In 2012, he eventually won a prize for his essay, “Who Am I? An Analysis of Race Classification in America.” John Jay gives such awards to its top 25 students every year. Echevarria was the only inmate to be awarded.
He was also the first inmate, among those who participated to the pipeline program, to be released, in May 2012, after serving for 13 years and 10 months. That meant he couldn’t complete his degree while in prison, because of the early discharge. But he plans to stay on track.
The next step for Echevarria is to pass a math test, and then apply for John Jay College. The ultimate goal is to earn a five-year degree in cultural anthropology while still working evenings providing training and education in HIV prevention, as he did while in prison.
“Education kept my sanity, it gave me purpose,” he told the students, as he sat on the desk in the middle of their classroom, talking to the young audience in a calm voice. Next to him stood Cory Feldman, a PhD candidate, adjunct professor at the college, and a guests lecturer at the Prison-To-College Pipeline program. Feldman urged the students to ask questions and pushed them to deepen the conversation.

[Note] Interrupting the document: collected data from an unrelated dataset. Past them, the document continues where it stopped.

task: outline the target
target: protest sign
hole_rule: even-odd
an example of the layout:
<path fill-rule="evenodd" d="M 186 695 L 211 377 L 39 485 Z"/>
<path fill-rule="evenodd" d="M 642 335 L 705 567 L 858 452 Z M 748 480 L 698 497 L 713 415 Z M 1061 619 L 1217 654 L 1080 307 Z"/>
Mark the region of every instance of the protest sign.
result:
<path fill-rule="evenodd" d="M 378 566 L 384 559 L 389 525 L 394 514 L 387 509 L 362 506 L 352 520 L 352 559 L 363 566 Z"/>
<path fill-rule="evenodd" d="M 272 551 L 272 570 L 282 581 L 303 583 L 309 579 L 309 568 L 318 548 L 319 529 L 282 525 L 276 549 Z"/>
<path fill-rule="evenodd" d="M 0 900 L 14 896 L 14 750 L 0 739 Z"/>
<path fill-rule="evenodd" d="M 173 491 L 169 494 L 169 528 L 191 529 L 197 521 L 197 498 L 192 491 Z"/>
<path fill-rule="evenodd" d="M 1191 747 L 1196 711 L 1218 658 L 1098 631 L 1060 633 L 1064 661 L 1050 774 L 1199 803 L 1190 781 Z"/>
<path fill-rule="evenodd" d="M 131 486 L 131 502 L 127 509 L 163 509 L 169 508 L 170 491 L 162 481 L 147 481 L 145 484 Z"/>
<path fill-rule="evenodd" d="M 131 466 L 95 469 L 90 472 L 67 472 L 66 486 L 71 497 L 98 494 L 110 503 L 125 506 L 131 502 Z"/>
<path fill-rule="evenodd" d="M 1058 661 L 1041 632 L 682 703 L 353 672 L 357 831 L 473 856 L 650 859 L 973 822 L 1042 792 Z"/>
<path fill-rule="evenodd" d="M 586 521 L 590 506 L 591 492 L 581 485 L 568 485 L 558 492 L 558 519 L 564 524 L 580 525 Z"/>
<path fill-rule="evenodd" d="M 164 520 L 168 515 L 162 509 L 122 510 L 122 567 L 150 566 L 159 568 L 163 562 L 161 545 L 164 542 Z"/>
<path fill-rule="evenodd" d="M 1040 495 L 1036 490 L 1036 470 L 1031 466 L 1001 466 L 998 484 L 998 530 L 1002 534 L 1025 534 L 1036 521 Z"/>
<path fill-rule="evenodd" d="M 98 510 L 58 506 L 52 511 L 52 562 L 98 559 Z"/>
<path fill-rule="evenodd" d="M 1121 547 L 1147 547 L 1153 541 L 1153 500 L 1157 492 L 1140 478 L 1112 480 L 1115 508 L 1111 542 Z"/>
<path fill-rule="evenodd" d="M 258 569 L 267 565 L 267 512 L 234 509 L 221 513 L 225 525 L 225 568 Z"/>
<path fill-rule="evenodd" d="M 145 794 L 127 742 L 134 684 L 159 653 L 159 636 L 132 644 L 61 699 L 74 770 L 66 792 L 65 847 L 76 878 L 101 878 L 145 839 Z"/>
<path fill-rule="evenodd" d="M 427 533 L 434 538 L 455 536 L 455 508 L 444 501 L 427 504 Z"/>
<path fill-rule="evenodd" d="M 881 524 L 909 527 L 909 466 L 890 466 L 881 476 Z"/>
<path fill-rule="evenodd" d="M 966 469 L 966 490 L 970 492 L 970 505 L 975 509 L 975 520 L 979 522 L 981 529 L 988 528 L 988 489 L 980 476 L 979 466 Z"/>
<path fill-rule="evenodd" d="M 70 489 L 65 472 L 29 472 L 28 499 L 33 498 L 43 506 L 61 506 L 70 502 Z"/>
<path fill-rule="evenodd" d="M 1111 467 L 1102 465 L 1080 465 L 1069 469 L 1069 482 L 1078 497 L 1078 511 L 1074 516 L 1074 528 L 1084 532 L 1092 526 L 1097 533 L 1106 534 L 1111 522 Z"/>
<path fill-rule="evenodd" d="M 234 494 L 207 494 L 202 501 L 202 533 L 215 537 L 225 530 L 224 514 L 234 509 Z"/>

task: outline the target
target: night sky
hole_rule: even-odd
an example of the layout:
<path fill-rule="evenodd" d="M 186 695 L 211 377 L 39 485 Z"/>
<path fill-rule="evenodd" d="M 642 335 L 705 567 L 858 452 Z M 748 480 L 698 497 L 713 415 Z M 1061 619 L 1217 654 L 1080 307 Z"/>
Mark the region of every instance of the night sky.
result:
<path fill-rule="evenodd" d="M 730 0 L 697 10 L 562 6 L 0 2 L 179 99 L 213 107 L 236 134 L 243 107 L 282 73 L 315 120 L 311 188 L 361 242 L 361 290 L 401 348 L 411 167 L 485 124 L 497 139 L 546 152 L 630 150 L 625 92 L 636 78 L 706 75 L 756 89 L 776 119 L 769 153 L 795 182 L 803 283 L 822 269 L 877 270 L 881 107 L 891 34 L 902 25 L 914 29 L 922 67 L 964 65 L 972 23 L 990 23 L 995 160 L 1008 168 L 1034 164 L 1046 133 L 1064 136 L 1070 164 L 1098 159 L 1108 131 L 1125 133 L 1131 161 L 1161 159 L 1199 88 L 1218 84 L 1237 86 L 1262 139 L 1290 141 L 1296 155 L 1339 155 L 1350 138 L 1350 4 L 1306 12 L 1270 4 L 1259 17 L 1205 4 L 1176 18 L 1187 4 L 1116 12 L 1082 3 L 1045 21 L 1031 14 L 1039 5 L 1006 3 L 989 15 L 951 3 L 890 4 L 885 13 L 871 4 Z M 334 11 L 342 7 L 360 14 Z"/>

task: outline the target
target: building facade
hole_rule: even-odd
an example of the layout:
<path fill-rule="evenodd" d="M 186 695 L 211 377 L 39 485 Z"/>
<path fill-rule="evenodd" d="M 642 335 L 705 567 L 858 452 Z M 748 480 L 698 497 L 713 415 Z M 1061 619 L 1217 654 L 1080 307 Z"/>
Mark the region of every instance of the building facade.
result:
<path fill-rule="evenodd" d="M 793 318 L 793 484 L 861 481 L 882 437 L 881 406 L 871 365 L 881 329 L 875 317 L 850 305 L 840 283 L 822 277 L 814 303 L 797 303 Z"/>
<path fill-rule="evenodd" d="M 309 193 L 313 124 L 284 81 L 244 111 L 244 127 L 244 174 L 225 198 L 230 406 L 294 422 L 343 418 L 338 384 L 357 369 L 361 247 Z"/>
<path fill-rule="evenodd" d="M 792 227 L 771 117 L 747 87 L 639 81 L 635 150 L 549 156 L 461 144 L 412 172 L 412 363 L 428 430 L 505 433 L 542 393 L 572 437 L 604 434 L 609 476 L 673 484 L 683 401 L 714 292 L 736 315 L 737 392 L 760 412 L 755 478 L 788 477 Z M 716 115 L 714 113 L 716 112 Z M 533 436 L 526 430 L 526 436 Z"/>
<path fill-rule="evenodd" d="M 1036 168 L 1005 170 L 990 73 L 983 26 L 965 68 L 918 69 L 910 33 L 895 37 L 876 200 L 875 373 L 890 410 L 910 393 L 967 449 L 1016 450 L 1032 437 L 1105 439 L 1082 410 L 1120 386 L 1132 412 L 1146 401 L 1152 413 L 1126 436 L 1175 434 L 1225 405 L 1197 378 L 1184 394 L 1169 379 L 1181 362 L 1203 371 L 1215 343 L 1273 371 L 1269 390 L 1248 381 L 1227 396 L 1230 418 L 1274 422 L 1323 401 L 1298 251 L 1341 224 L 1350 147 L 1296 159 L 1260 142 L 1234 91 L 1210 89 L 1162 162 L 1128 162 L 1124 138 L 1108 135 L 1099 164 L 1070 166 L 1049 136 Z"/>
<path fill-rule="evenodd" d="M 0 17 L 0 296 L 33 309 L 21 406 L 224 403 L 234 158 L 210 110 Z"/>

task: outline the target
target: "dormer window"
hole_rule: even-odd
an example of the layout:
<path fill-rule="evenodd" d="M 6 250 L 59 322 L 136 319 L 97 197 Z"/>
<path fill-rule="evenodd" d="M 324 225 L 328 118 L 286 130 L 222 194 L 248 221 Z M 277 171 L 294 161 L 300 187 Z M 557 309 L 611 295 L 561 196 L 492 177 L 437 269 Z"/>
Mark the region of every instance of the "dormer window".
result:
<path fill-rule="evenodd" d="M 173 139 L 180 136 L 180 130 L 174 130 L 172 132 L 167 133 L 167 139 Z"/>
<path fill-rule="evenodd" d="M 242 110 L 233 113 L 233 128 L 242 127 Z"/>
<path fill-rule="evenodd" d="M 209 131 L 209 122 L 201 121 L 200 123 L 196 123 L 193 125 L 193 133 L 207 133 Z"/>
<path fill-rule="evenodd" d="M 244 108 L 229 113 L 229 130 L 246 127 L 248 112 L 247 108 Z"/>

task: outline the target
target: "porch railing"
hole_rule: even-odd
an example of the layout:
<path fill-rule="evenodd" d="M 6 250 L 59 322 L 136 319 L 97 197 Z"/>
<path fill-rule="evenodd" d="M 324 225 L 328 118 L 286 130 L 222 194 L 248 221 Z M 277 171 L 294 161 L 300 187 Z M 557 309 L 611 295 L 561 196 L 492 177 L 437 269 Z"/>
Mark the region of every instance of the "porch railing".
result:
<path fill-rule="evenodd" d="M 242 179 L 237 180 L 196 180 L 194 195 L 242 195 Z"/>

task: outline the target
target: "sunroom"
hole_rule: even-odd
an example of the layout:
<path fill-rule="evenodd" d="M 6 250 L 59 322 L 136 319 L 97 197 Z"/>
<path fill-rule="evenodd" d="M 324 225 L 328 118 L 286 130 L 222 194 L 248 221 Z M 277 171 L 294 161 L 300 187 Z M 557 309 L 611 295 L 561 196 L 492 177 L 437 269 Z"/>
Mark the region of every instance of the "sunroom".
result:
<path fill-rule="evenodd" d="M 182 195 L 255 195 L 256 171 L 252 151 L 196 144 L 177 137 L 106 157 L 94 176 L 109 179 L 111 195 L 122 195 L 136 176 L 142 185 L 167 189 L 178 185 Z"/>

She strongly advocates for academic courses behind the bars. “Six years ago I said ‘I want to teach for John Jay College in prison,’ and they were like, ‘There is no such thing.’ ‘There will be,’ I replied.” And things have indeed been moving just in that direction at John Jay.
Feldman’s attention to the issue beganwhen she was 19 and was studying African-American poetry at University of Wisconsin. She was also volunteering as a supervisor at ARC House, a facility that offers residence to female offenders with a substance abuse problem in addition to their criminal conviction. Feldman was a night guard. She soon developed tight bonds with the inmates. “I would share with them things that were permissible, like movies, playing domino.” And her African-American poetry books and papers. “They all wanted to read that poems, stand up and read them.” Feldman saw how much education could elevate the life of a person in prison, bringing back to the surface a person’s identity and personality, often hidden under the stigma.
She was a graduate student at John Jay College when Baz Dreisinger—the professor who started the Pipeline program—approached her with the idea of classes in prison. The program started in 2011, and Feldman feels proud to be part of it. “I believe in my heart that education sets you free,” she said after mentioning a quote from Victor Hugo: “He who opens a school door, closes a prison.”
The adjunct professor would like to bring doctoral courses into the prisons, too, “with the same rigor and standard as any other college, so when you hold that degree, it means that regardless of what your past is, you are as much a critical thinker as anybody else.” That would change the culture of prison and the way people would think about people who have been incarcerated, Feldman said.